The child is present only as a body with two possibilities and no will in these considerations.
Intersex children grow into intersex adults, and there they are forced to adopt the behaviours and rules of maleness or femaleness, or be ostracised without recourse. On the way to adulthood we may be lied to, to convince us we need further surgery, to be given hormones under every pretext but the truth, and suffer loss of genital sensation as a result of surgery. Even the Rolls Royce of surgery cannot prevent scarring and loss of sensation.
As adults, if we reject our birth assignment we are further pathologised by being thought of as mentally ill. We are diagnosed as transsexual without ever having been tested for an underlying intersex diagnosis (a requirement of the standards of care demand this testing be done, however OII is unaware of any country that actually does it). Were it known we are intersex, then we are diagnosed as having a Gender Identity Disorder Not Otherwise Specified (GIDNOS) under the Diagnostic & Statistics Manual IV (DSM-IV). To diagnose us with a mental disorder completely relieves the birth assigning doctor of any responsibility for mistakes he may have made. The assigned carries the mistake completely; in law, in their embodiment, and in their psyche.

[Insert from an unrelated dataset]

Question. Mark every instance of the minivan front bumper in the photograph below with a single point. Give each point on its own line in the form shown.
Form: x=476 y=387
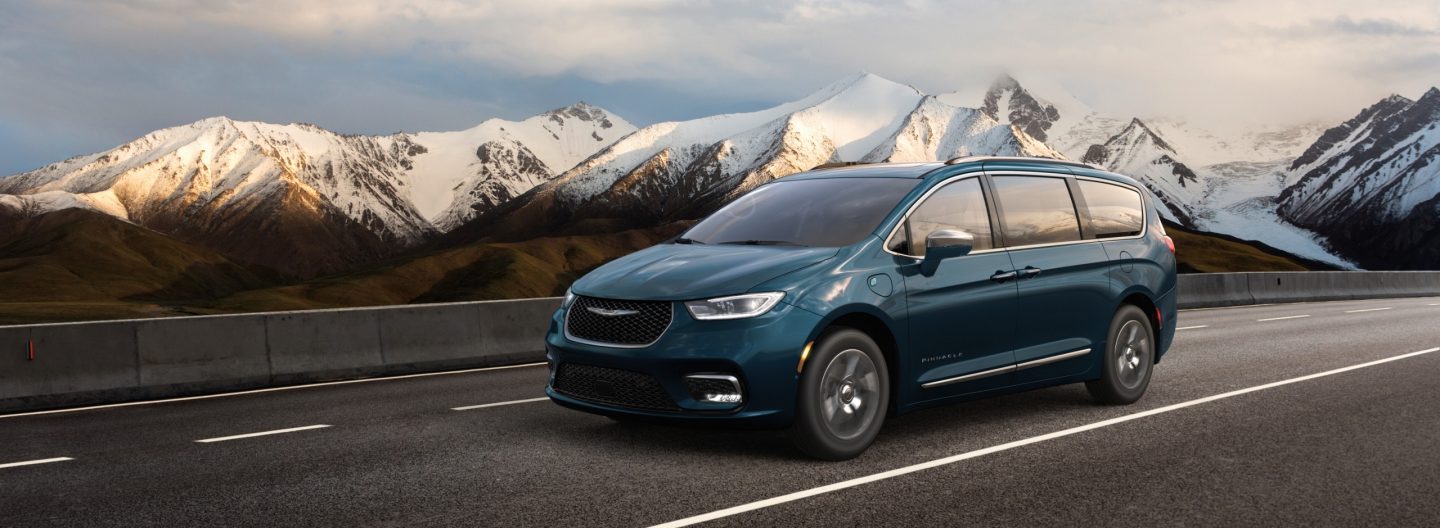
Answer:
x=762 y=353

I ask you to consider intersex as a special case when you are thinking about Human Rights. We are often male, and often female, and we are sometimes both or neither, and we are, however, always intersex. The only certain way to ensure our human rights is to name us. Protections under gender difference or identity laws have not protected us because intersex is not a gender. Protection under sex discrimination does not protect us because we are not seen as a sex. Protection under sex and gender diversity does not protect us because both those terms always refer to male and female .
We are sometimes used as a vehicle by special interest groups such as GLBT to demonstrate the uncertainties of sex categories. You will see us tacked on to the end of GLBT as in ‘GLBTI.’ Ask those GLBTI organisations who their intersex representative is. In Australia, the most common answer will be “No one!”

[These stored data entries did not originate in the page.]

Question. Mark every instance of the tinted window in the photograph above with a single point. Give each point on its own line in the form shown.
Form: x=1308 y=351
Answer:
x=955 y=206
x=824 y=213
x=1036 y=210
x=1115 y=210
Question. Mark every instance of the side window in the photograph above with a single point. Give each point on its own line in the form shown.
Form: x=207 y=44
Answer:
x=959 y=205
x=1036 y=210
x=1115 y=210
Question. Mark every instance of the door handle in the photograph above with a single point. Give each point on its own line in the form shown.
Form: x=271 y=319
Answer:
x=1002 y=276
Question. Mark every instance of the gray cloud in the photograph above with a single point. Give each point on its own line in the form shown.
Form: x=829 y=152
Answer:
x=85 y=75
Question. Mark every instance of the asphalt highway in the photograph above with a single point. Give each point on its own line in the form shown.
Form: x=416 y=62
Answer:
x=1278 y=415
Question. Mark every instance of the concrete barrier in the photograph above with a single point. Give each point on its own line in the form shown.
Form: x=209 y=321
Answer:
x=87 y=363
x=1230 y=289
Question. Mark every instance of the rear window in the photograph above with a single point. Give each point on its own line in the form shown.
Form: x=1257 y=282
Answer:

We have been used in the marriage debate where the union shall be between a man and a woman. If there was any truth to this law, intersex who are neither men nor women would be unable to marry. Intersex who are both man and woman at once would, at least partly, belong to a same sex marriage. Never have intersex individuals been asked to participate in these debates – we are simply an academic tool used in the interests of a wider agenda. Never, when intersex have been used as part of a debate about sex and sex diversity, have intersex rights ever emerged.
I am reading your book with interest, however I have not come across any part where intersex would have any more rights in their lives than they have now; and that’s none!
The only way we can have any legal status is by pretending to be one of you. I cheekily assume you are not one of us in the same way that it is assumed, every day of my life, by nearly everyone I come into contact with, that I am not one of them.